The details of the dataset and modelling can be checked here. The original dataset is from Kaggle dataset.

1. The base rate of the dataset

For the dataset with a base rate of 1.8%, a all negative model will have a very high accuracy of ~98%. (Accuracy = Number of Correct Predictions / Total Number of Predictions)

However, no bad applicants can be captured.

2. Two common methods of dealing with imbalanced dataset

Oversampling of minority class, Undersampling of majority class

Increase the samples of minority class, or reduce samples of majority class. It can help balance the class distribution and improve the performance of the model on the minority class.

SMOTE Synthetic Minority Over-sampling Technique is a popular algorithm to oversample. It works by computing one sample’s k nearest neighbors in the feature space, then generating samples by interpolating between the selected instance and its neighbors.

Weighted classes in models

Assiging different weights to the classes during training, by modifying the loss funcion. This means the loss function will penalize more for misclassifying minority class.

3. Model/methods selection

For the case project, the model and data processing methods highly depend on the specific business value.

Assume that a good applicant will bring some financial profit while a bad applicant will cause financial loss. It is important to calculate the business value in model/methods selection rather than just purely comparing the metrics.

The standards can be simplified as: assume the average profit brought by a good applicant as \(gain\_avg\), and the average financial loss caused by a bad applicant as \(loss\_avg\).

The business value of a model can be represented as: \[TN * gain\_avg - FN * loss\_avg\]

Model selection should be based on comparing business values of different models.

4. Details of different methods handling imbalanced data

More details in this notebook

4.1 SMOTE

# XGBoost with SMOTE
steps = [
         ('over', SMOTE(random_state=1)),
         ('scaler', scaler),
         ('model', XGBClassifier(objective='binary:logistic', 
                                 max_depth=5, learning_rate=0.001,
                                 n_estimators=250, reg_lambda=1,
                                 subsample=0.8))
        ] 

model = imblearn.Pipeline(steps).fit(X_train, y_train)
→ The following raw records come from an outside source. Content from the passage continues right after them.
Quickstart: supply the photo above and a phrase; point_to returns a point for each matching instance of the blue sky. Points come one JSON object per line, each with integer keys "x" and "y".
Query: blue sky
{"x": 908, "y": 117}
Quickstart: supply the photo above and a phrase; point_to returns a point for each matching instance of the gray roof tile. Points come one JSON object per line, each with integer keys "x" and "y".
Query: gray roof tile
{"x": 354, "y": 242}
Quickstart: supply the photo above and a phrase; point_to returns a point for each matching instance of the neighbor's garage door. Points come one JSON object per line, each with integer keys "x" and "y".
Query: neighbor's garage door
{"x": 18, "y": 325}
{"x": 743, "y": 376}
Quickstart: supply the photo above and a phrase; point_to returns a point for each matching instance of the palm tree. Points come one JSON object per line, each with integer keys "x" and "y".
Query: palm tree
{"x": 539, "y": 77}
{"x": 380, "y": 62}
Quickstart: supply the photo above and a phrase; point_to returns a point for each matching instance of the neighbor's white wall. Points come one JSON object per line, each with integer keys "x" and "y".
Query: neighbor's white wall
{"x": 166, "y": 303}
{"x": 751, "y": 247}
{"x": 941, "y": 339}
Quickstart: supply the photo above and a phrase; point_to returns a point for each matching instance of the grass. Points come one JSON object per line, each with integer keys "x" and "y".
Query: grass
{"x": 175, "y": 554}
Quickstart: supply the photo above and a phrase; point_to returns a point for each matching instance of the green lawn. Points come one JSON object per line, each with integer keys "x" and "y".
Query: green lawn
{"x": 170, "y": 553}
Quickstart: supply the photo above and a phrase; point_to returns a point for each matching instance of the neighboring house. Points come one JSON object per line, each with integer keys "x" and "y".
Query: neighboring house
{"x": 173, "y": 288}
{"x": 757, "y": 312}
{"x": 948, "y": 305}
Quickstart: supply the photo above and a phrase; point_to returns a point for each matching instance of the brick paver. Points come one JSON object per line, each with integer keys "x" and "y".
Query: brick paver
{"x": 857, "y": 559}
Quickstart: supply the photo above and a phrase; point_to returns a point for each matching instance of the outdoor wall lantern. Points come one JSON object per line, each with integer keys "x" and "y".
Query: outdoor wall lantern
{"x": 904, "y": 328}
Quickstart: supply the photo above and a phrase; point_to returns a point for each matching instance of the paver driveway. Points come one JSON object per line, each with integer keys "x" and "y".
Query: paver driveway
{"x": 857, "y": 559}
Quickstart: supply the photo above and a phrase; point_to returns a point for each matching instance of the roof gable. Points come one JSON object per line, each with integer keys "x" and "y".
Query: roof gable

ConfusionMatrixDisplay.from_estimator(model, X_test, y_test,
                                      labels = [1, 0], 
                                      colorbar=False)

# Logistic Regression with SMOTE 
steps = [
         ('over', SMOTE(random_state=1)), 
         ('scaler', scaler),
         ('model', LogisticRegression(n_jobs=-1, random_state=1, 
                                      max_iter=100000, tol=0.001, 
                                      solver='sag', C=0.01))
        ]

model = imblearn.Pipeline(steps).fit(X_train, y_train)

4.2 Weighted classes

# XGBoost with weighted classes
# define the weights by default
scale_pos_weight = y.value_counts()[0]/y.value_counts()[1]

steps = [
         ('scaler', scaler),
         ('model', XGBClassifier(objective='binary:logistic', 
                                 max_depth=5, learning_rate=0.001,
                                 n_estimators=250, reg_lambda=1,
                                 subsample=0.8,
                                 scale_pos_weight=scale_pos_weight,
                                 #scale_pos_weight=20 # or define the weights))
        ] 

model = sklearn.pipeline.Pipeline(steps).fit(X_train, y_train)

# Logistic Regression with weighted classes
steps = [('scaler', scaler),
         ('model', LogisticRegression(n_jobs=-1, random_state=1, max_iter=100000, tol=0.001, 
                                      #solver='sag', C=0.01,
                                      class_weight='balanced'
                                      #class_weight={1: 30, 0: 1} # or define weights))
        ]

model = sklearn.pipeline.Pipeline(steps).fit(X_train, y_train)

4.3 Weights selection

Tune the number of weights to choose different weights for different business values.

Different weights will change the business values of models

For example, if using weights = 2 in XGBoost, the model shows it will capture 3 bad applicants without any misclassification. The metrics of the model is not good but it will bring more business value compared to no model situation (no bad applicants will be captured).